Hi Brett!
While you're reassembling, think of the advantages that this
trick can give you. This kind of assignment can be useful for
implementing what the C world calls static local variables.
You can set a word to a literal string value, then append to
that string to create a string accumulator. This allows you
to build a string incrementally.
You can set a word to a literal block and store values in it.
This allows you to use a function like a Scheme closure, a
function with values bundled in it, like OOP in reverse. This
technique allows OOP-like programming with better control of
your data because it is hidden inside the function. Look at
http://www.bigfoot.com/~brian.hawley/rebol/require.r for an
example of how this technique can make for bulletproof code.
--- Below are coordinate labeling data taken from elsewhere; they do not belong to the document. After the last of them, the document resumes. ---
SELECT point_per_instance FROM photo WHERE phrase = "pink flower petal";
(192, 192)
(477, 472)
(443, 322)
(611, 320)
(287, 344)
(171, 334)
The most fun with this technique comes when you use compose
to create your code blocks. For example, consider this:
f: func [key] [
table: make hash! [a "a" b "b"] table/:key
]
Trivial, true, but imagine that pattern with a much larger
hash table, or a large binary value, or a dozen charsets for
a parse process. You can't directly represent those values
as literals - they get recreated every time. Do that in a
function and the function gets really slow. But do this:
f: func [key] compose [
table: (make hash! [a "a" b "b"]) table/:key
]
and the hash table is only created once, right before the
function is created. All calls to f then reference the now
literal hash table, making for a very fast, memory efficient
function.
If you can use literal hash tables in a function, you can do
one of the coolest tricks from the functional-language world,
memoization. When you memoize a function, it remembers the
results of the calls to the function, so that later calls of
that value don't have to recalculate the result. You can even
do this from the outside with a separate function, although
REBOL's flexible args make the general case of that rather
tricky (I'll work on it). Here's a one-arg memoize function:
memoize: func ["One-arg memoize, kinda weak :(" 'f [word!]] [
set f func [x /local f saved res] compose [
f: (get f) saved: (make hash! [])
either res: select saved :x [first res] [
res: f x
append saved reduce [:x reduce [res]]
res
]
]
]
I know, it looks awkward, but this can speed up functions
that have to go through even worse trouble to calculate
their values in the first place. It also helps with those
that use deep self-recursion to calculate their values, as
REBOL's stack space is quite limited.
Fun stuff?
Brian Hawley
[EMAIL PROTECTED] wrote:
><picks jaw off ground/>
>
>Thanks Ingo,
>I'll just have to go away and reassemble some brain patterns...
>
>Brett.
>
>----- Original Message -----
>From: <[EMAIL PROTECTED]>
>To: <[EMAIL PROTECTED]>
>Sent: Sunday, July 02, 2000 12:48 AM
>Subject: [REBOL] Parser seems to have bug - different results on multiple
>calls. Re:(4)
>
>
> > Hi Brett,
> >
> > maybe this little func 'll show you what's happening ...
> >
> > test: func [] [
> > s1: ""
> > s2: copy ""
> > append s1 "Hi, I'm changed"
> > append s2 "I'm not ..."
> > source test
> > ]
> >
> > >> test
> > test: func [][
> > s1: "Hi, I'm changed"
> > s2: copy ""
> > append s1 "Hi, I'm changed"
> > append s2 "I'm not ..."
> > source test
> > ]
> >
> > You see, s1 has literally been changed in the source-code,
> > s2 has not. (It's one of the Rebol traps everyone has to
> > fall into once.)